On January 22, after the clusters are brought online following the power outage (see January newsletter), we will be restarting Slurm, changing the default partition from non-shared to shared. Any jobs submitted after this change will need to use the default partition (e.g., "notchpeak" or "notchpeak-guest"). The previous shared partition (e.g., "notchpeak-shared" or "notchpeak-shared-guest") will be drained; it will allow existing jobs to run and finish but will not accept new jobs. This change will not require downtime; there will be just a short delay in job submission when Slurm is restarted.
Following this change, users of existing shared partitions will need to modify their scripts, including workflows or automated job submission/monitoring scripts, to remove the "shared" word from the partition name (e.g., replace "notchpeak-shared" with "notchpeak").

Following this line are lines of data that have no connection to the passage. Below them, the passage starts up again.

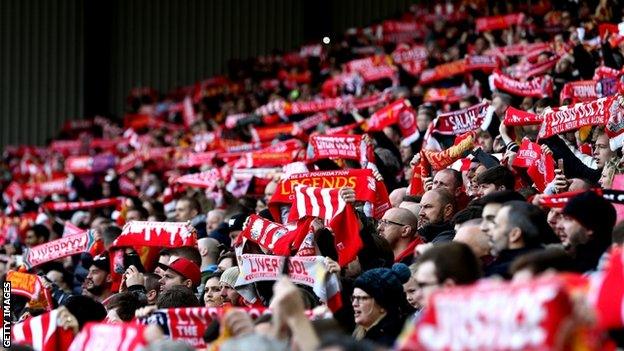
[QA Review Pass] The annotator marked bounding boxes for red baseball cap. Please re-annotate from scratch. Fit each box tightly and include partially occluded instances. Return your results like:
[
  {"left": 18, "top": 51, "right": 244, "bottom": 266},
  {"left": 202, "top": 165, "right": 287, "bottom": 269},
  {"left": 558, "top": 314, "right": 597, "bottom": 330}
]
[{"left": 158, "top": 257, "right": 201, "bottom": 286}]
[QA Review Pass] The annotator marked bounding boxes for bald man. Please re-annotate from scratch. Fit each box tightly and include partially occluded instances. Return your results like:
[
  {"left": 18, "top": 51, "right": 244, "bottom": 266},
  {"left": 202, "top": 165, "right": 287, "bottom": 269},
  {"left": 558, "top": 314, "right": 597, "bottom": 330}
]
[
  {"left": 453, "top": 220, "right": 493, "bottom": 266},
  {"left": 389, "top": 187, "right": 408, "bottom": 207},
  {"left": 377, "top": 208, "right": 421, "bottom": 264}
]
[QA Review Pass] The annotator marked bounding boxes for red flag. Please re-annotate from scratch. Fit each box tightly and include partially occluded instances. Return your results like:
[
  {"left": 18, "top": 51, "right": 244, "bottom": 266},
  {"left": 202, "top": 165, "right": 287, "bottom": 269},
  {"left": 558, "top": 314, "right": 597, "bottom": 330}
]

Users who run jobs in the existing non-shared partition will need to ensure that their resource requests are accurate and correspond to their jobs' requirements. At present, jobs submitted to non-shared partitions are allocated whole nodes, so programs may currently use more than the resources requested in a Slurm script (e.g., if a Slurm script requests only one core but specifies a non-shared partition, a node with many more cores will be allocated). This will not be the case for the new model, where resource requests (e.g., specifications of CPU core counts and memory) must be accurate. Users are encouraged to analyze their jobs' actual resource usage via their CHPC Portal Recent Slurm jobs page and ask for accurate resources with "--ntasks" for the number of CPU cores and "--mem" for the quantity memory when submitting jobs to the scheduler, Slurm. It is preferred to ask for the cores and memory your job needs to improve the utilization of our resources. To ask for the full node's memory, use "--exclusive --mem=0"—which would allocate all resources on a node, equivalent to the current non-shared setup. If you have any questions or concerns about how this will affect your work, please contact us at [email protected].
Examples
Prior to January 22, 2026
| Cluster | Example of exclusive partition | Example of shared partition |
|---|---|---|
| granite | N/A | granite |
| notchpeak | notchpeak | notchpeak-shared |
| kingspeak | kingspeak | kingspeak-shared |
| lonepeak | lonepeak | lonepeak-shared |
| redwood | redwood | redwood-shared |
After January 22, 2026
| Cluster | Example of exclusive partition | Example of shared partition |
|---|---|---|
| granite | N/A | granite |
| notchpeak | N/A | notchpeak |
| kingspeak | N/A | kingspeak |
| lonepeak | N/A | lonepeak |
| redwood | N/A | redwood |
It is still possible to request all of the resources on a node when node sharing is enabled (with "#SBATCH --mem=0" and "#SBATCH --exclusive").